A Post-Standard report on the incident says when Mariam Jukaku was taking photographs as a practical application of techniques she recently learnt in photography class.

From the sidewalk outside the hospital, she snapped pictures of the flags and signs outside the center, and of passers-by entering and exiting the facility, for about ten minutes.

As she walked away, an officer from the center's security force ordered Jukaku to give her the camera. Another officer joined them. Jukaku was then taken to the security office and questioned.

Security staff examined the images, deleted some of them, and photocopied her university ID and driver's license, then asked her if she was a US citizen.

Jukaku, a graduate student in US's SI Newhouse School of Public Communications, is in fact a US citizen; in the Post-Standard, for which she writes as a freelancer, she is quoted as wondering whether her appearance -- Jukaku wears a head scarf, in keeping with Muslim tradition -- had something to do with the way she was treated.

'I felt that the question had no relevance,' the Post-Standard quotes her as saying, of being asked about her citizenship.

Medical center spokesperson Gordon Sclar has since clarified that security officers were enforcing hospital policy that restricts photographs on hospital property.

Sclar says Jukaku was between the sidewalk and the parking lot, while she says she remained on the sidewalk throughout her time there. Sclar has further clarified that her appearance was 'not an issue'.

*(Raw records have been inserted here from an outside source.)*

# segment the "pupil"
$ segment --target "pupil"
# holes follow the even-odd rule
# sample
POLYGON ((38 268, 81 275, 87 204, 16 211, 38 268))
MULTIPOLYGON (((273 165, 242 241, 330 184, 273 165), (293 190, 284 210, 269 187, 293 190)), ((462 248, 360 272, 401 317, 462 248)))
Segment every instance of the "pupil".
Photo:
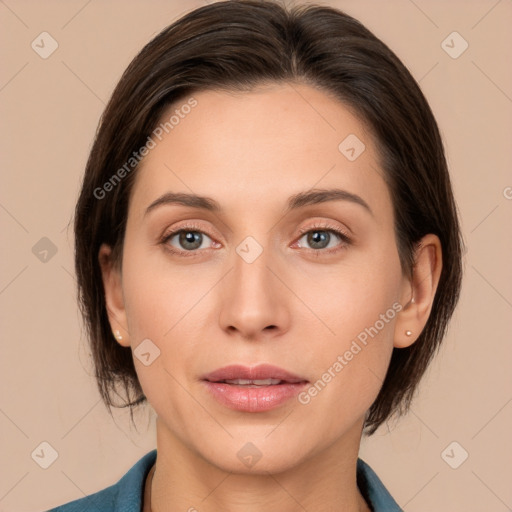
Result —
POLYGON ((201 246, 201 236, 200 233, 196 231, 185 231, 181 233, 180 243, 184 244, 185 248, 188 249, 197 249, 201 246), (187 244, 192 244, 193 246, 187 246, 187 244))
MULTIPOLYGON (((326 233, 325 231, 313 231, 311 234, 310 234, 310 237, 309 237, 309 243, 315 247, 317 244, 320 244, 320 248, 322 248, 322 241, 325 242, 325 240, 328 239, 328 233, 326 233)), ((323 247, 325 247, 325 245, 323 245, 323 247)), ((315 247, 315 248, 319 248, 319 247, 315 247)))

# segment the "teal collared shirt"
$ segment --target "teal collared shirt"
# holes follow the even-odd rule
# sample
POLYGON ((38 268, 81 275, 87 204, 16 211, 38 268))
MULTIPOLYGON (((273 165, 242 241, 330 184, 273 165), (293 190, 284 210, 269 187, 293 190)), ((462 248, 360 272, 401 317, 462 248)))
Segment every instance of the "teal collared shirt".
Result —
MULTIPOLYGON (((47 512, 141 512, 144 484, 156 460, 156 449, 146 453, 114 485, 47 512)), ((373 512, 403 512, 373 469, 357 459, 357 485, 373 512)))

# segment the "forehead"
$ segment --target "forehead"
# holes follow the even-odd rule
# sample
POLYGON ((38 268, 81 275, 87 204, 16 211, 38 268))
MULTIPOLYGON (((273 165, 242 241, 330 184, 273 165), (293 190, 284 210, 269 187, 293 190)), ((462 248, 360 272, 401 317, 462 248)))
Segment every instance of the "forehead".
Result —
POLYGON ((132 200, 139 211, 169 191, 250 209, 330 187, 364 193, 377 209, 389 207, 364 123, 310 86, 196 92, 170 106, 159 126, 159 137, 152 137, 155 145, 137 170, 132 200))

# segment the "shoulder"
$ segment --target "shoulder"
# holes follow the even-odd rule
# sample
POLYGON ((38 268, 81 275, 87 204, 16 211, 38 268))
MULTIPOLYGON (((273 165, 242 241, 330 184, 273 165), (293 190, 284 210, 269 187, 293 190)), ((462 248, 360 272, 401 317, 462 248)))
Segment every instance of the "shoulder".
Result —
POLYGON ((375 471, 357 459, 357 485, 374 512, 403 512, 375 471))
POLYGON ((79 498, 47 512, 139 512, 142 506, 144 482, 156 460, 152 450, 139 459, 115 484, 84 498, 79 498))

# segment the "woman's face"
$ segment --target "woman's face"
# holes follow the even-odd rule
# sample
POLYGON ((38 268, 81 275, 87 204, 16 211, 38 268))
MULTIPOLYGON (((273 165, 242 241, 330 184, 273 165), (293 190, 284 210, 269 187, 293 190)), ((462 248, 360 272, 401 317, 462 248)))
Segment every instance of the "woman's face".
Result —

'There is a policy that requires if video or photographic equipment is being used on our property and we don't know about it, (the operators) will be questioned,' Sclar told the Post-Standard. 'It's a government building and we're living in challenging times.'

Sclar however admitted the security officials had gone too far in photocopying her ID. 'Removing the images that she shot was inappropriate, so we apologize,' Sclar added.

The paper quotes copyright attorney Bert Krages as saying that photographers can freely photograph federal buildings from outside the property boundary. Jukaku's photography instructor, Newhouse adjunct professor Doug Wonders, said he has been teaching the course since 1996 and this is the first time he has heard of students having problems with the medical center.